June 27 - June 30 2016
Stanford University, Stanford, California
The materials used in the tutorial are available here.
Data analysts can use the Git version control system to manage a motley assortment of project files in a sane way (e.g., data, code, reports, etc.). This has benefits for the solo analyst and, especially, for anyone who wants to communicate and collaborate with others. Git helps you organize your project over time and across different people and computers. Hosting services like GitHub, Bitbucket, and GitLab provide a home for your Git-based projects on the internet.
What's special about using R and Git(Hub)?
The tutorial will be structured as ~5 task-oriented units.
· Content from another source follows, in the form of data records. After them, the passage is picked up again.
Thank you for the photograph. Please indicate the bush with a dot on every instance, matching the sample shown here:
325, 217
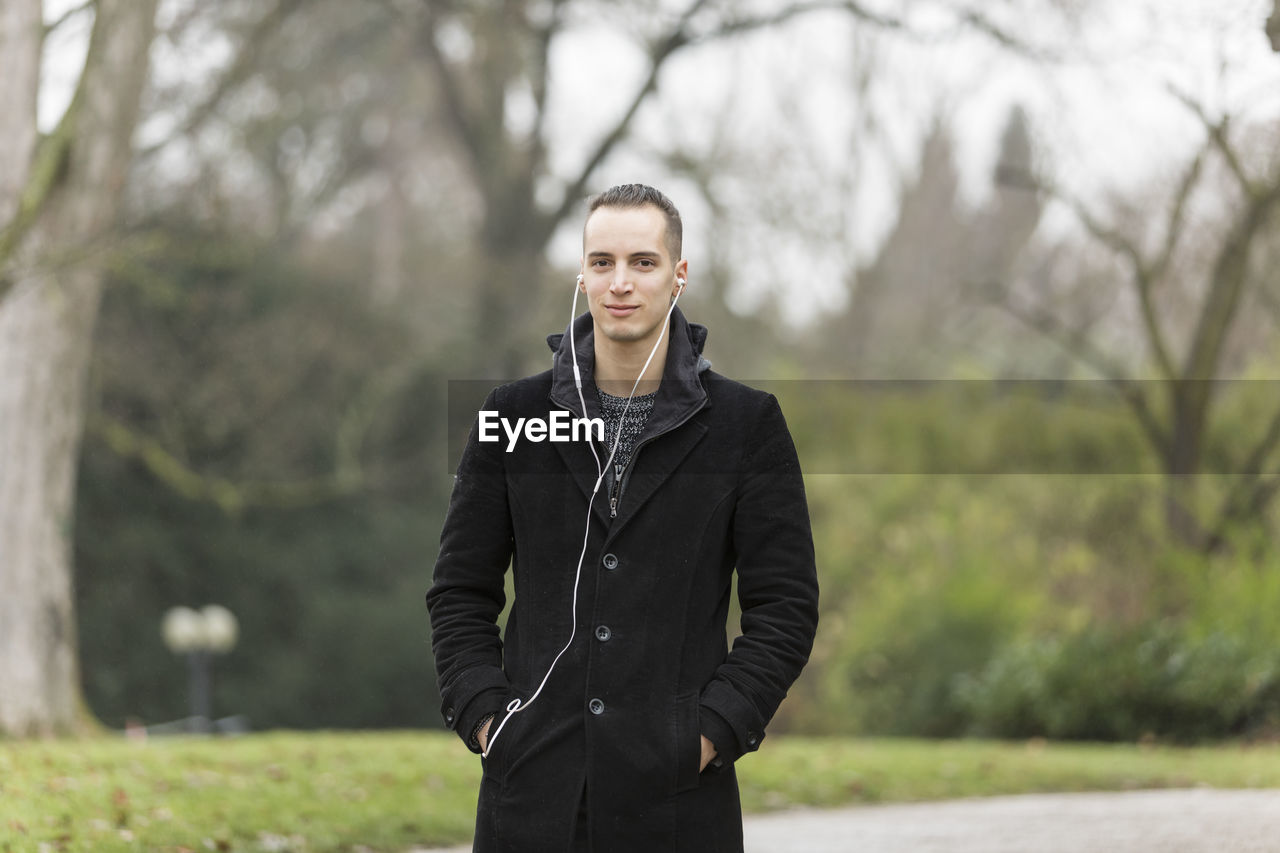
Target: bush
1106, 684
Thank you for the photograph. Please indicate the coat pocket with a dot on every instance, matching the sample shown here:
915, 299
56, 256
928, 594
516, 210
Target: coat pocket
688, 742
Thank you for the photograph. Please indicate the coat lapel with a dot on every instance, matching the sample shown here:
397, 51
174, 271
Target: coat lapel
577, 459
657, 461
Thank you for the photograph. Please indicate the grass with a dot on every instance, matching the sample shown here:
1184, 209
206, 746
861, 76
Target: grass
365, 792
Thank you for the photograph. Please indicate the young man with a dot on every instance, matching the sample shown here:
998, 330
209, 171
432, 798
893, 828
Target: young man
611, 711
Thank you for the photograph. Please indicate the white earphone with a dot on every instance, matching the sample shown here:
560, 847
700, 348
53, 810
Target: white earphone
519, 705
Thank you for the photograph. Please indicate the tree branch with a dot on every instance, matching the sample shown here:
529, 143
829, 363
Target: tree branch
1251, 495
452, 92
240, 71
1143, 276
67, 16
1079, 347
1217, 133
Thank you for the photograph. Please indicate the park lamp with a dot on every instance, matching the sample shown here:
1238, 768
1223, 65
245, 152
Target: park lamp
200, 634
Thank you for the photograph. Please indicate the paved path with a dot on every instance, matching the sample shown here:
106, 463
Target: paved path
1156, 821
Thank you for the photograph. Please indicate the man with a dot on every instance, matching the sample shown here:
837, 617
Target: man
613, 706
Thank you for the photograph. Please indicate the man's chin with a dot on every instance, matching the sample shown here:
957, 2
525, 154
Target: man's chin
624, 332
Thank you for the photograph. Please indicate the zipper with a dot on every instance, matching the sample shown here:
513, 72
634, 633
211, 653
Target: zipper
621, 475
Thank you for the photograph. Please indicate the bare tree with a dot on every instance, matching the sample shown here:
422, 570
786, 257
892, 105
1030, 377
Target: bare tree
1175, 411
59, 196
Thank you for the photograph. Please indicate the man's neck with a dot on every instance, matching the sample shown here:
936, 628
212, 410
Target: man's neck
617, 364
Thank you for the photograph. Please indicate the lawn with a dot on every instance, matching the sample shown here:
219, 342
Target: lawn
365, 792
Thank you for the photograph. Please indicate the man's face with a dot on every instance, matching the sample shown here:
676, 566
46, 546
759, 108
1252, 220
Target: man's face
627, 274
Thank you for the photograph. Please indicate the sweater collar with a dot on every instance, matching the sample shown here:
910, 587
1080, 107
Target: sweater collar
680, 392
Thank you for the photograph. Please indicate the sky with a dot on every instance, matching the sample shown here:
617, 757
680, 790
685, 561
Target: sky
782, 108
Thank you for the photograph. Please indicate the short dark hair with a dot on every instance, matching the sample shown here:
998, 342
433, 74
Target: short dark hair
638, 195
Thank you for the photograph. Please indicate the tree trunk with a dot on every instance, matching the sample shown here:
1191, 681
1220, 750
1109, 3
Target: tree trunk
46, 325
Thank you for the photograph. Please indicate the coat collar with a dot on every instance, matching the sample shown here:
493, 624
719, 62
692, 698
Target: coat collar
679, 393
680, 396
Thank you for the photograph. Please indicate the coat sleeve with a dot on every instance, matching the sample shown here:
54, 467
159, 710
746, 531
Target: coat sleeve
467, 593
777, 588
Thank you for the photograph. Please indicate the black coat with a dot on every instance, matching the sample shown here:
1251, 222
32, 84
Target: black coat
713, 487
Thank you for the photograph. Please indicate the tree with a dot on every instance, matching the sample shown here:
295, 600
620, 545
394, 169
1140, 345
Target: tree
1188, 357
59, 197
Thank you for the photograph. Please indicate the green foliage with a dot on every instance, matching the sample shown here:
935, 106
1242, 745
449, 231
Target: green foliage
389, 792
1025, 602
1123, 685
248, 369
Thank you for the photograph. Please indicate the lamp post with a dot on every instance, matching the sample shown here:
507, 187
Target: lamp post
200, 634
Indicative topics:
This will be a hands-on tutorial, so bring your prepared laptop and pre-register a free GitHub account (see below).
This tutorial will teach novices about Git on a strict "need to know" basis. Git was built to manage development of the Linux kernel, which is probably very different from what you do. Most people need a small subset of Git's functionality and that will be our focus. If you want a full-blown exposition of Git as a directed acyclic graph or a treatise on the Git-Flow branching strategy, you will be sad.
Our target audience is someone who uses R to analyze data. While R package development with Git(Hub) is absolutely in scope, it's not an explicit focus or requirement.
We target GitHub - not Bitbucket or GitLab - for the sake of specificity. However, all the big-picture principles and even some mechanics will carry over to these alternative hosting platforms.
The tutorial is aimed at intermediate to advanced R users, who are comfortable writing R scripts and managing R projects. You should have a good grasp of files and directories and be generally knowledgeable about where things live on your computer.
Although we will show alternatives for most Git operations, we will inevitably spend some time in the shell and we assume some prior experience. For example, you should know how to open up a shell, navigate to a certain directory, and list the files there. You should be comfortable using shell commands to view/move/rename files and to work with your command history.
R Markdown or RStudio will feature prominently in most of the units, so this tutorial will be most rewarding for people who already use these or are eager to try them out.
Preparation instructions can be found here.
It is vital that you attempt to set up your system in advance. You cannot show up at 9am with no preparation and keep up! These are battle-tested instructions, so most will succeed, but it could easily take 1 - 2 hours. We believe in you! We will have TAs in the room starting at 8:15am and throughout the workshop.
Jenny Bryan (twitter, GitHub) is a professor at the University of British Columbia. She's been using and teaching R (or S!) for 20 years, most recently in STAT 545 and Software Carpentry. Other aspects of her R life include work with rOpenSci, development of the googlesheets and gapminder packages, and being academic director for UBC's Masters of Data Science.
Dean Attali and Bernhard Konrad will be teaching assistants. They both have experience in teaching this material (and much more) in STAT 545 and Software Carpentry. Added bonus: they know how to use Windows.